You are viewing a plain text version of this content. The canonical link for it is here.

Posted to reviews@spark.apache.org by GitBox <gi...@apache.org> on 2021/02/02 15:27:35 UTC

[GitHub] [spark] tgravescs commented on pull request #31284: [SPARK-34167][SQL]Reading parquet with IntDecimal written as a LongDecimal blows up

tgravescs commented on pull request #31284:
URL: https://github.com/apache/spark/pull/31284#issuecomment-771714621

@razajafri I think @cloud-fan pointed to the code you could need to change, where the parquet format infers the schema based on the decimal precision. It think he is saying just have the makeDecimalType(Decimal.MAX_INT_DIGITS) infer too INT64. https://github.com/apache/spark/blob/master/sql/core/src/main/scala/org/apache/spark/sql/execution/datasources/parquet/ParquetSchemaConverter.scala#L136
moves to:
https://github.com/apache/spark/blob/master/sql/core/src/main/scala/org/apache/spark/sql/execution/datasources/parquet/ParquetSchemaConverter.scala#L147

@cloud-fan it seems like a waste to store as long when you are just wasting space.
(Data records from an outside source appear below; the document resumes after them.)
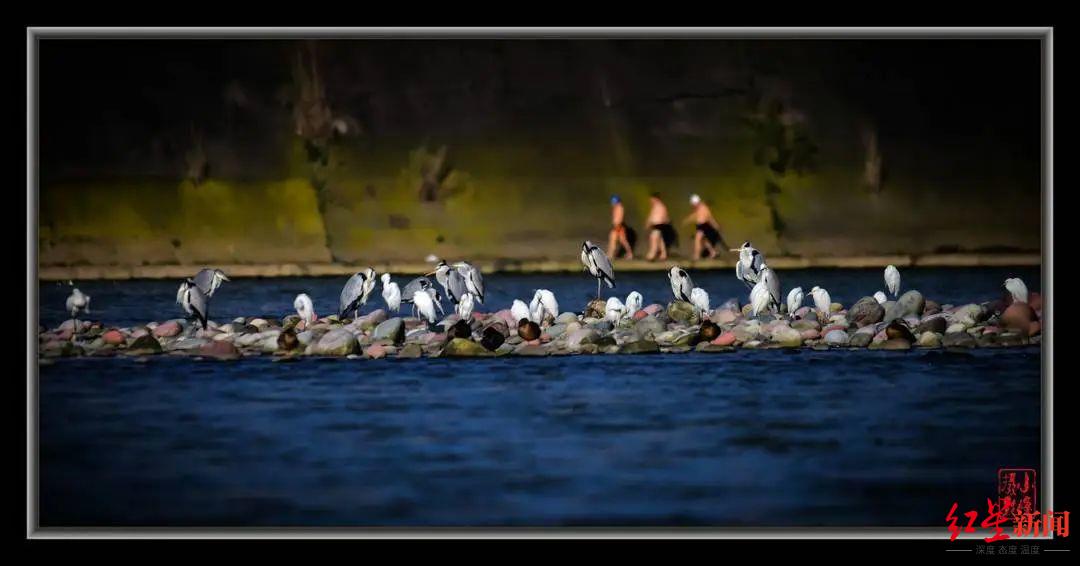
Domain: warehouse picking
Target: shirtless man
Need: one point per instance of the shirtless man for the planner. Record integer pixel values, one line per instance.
(661, 233)
(709, 229)
(621, 238)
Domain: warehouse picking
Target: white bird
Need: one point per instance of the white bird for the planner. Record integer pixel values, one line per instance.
(615, 310)
(750, 265)
(794, 300)
(464, 307)
(892, 280)
(355, 292)
(821, 300)
(633, 302)
(700, 299)
(518, 310)
(208, 280)
(193, 301)
(543, 302)
(76, 302)
(424, 305)
(391, 294)
(1016, 288)
(597, 264)
(305, 308)
(474, 282)
(759, 298)
(682, 286)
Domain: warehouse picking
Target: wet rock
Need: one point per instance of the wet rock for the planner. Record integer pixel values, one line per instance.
(683, 311)
(219, 350)
(166, 329)
(1018, 315)
(960, 339)
(639, 347)
(837, 338)
(934, 323)
(410, 351)
(578, 338)
(338, 341)
(649, 326)
(392, 329)
(463, 348)
(113, 337)
(145, 346)
(929, 339)
(528, 329)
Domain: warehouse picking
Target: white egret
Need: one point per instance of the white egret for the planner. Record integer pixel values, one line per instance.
(615, 310)
(700, 299)
(355, 292)
(892, 280)
(750, 265)
(391, 294)
(1016, 288)
(424, 305)
(305, 308)
(794, 300)
(208, 280)
(682, 286)
(821, 300)
(597, 264)
(633, 302)
(518, 310)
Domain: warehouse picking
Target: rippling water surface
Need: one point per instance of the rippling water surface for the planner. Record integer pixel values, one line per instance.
(751, 438)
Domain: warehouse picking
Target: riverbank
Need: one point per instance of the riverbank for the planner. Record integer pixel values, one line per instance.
(509, 266)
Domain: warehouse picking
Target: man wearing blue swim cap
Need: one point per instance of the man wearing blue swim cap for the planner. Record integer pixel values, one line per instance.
(621, 239)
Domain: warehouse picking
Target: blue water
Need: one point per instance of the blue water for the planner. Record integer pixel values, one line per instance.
(760, 438)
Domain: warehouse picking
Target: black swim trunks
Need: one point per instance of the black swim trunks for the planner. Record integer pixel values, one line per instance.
(667, 232)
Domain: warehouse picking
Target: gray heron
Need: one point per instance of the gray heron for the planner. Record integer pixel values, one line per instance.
(355, 292)
(598, 266)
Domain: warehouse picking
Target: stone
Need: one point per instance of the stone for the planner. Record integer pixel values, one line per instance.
(219, 350)
(338, 341)
(837, 338)
(649, 326)
(683, 311)
(1018, 317)
(145, 346)
(463, 348)
(410, 350)
(639, 347)
(960, 339)
(113, 337)
(392, 329)
(376, 351)
(929, 339)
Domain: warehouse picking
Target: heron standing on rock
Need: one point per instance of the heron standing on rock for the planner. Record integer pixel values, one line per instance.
(207, 281)
(77, 301)
(750, 265)
(892, 280)
(355, 292)
(193, 300)
(305, 308)
(682, 286)
(391, 294)
(598, 265)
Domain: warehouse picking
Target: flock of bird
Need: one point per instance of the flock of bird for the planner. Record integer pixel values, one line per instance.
(463, 285)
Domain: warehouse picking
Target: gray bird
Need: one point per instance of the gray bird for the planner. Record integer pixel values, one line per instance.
(597, 265)
(194, 302)
(474, 282)
(355, 292)
(451, 281)
(208, 280)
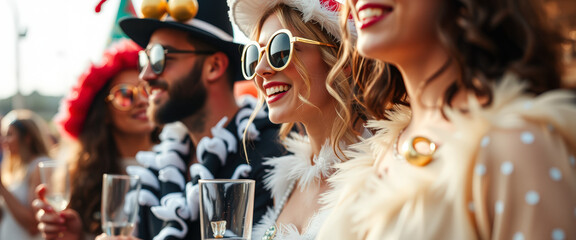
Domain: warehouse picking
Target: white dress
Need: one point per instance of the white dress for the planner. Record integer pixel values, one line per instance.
(9, 227)
(281, 180)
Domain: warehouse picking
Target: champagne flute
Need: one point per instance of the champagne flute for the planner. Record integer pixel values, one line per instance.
(226, 208)
(119, 204)
(55, 176)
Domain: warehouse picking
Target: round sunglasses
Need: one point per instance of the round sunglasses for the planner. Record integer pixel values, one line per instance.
(279, 51)
(156, 57)
(123, 96)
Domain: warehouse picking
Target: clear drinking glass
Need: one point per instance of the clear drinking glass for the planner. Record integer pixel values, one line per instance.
(55, 176)
(226, 208)
(119, 204)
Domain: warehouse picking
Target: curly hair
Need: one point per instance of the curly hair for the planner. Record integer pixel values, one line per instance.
(83, 117)
(486, 39)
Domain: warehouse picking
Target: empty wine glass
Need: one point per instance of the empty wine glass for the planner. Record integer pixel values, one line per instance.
(55, 176)
(119, 204)
(226, 208)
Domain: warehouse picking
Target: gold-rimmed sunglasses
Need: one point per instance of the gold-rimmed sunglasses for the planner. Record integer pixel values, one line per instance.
(123, 96)
(279, 51)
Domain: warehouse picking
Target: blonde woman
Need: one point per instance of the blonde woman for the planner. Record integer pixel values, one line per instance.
(295, 47)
I guess your thought is its more expensive to downcast it then save on space? I guess that might also depend on how big your column is though.
That also doesn't match the other code @revans2 pointed to above where it stores decimals small enough as Int. seems like the change as is makes it consistent with those whereas changing to use Long would be inconsistent.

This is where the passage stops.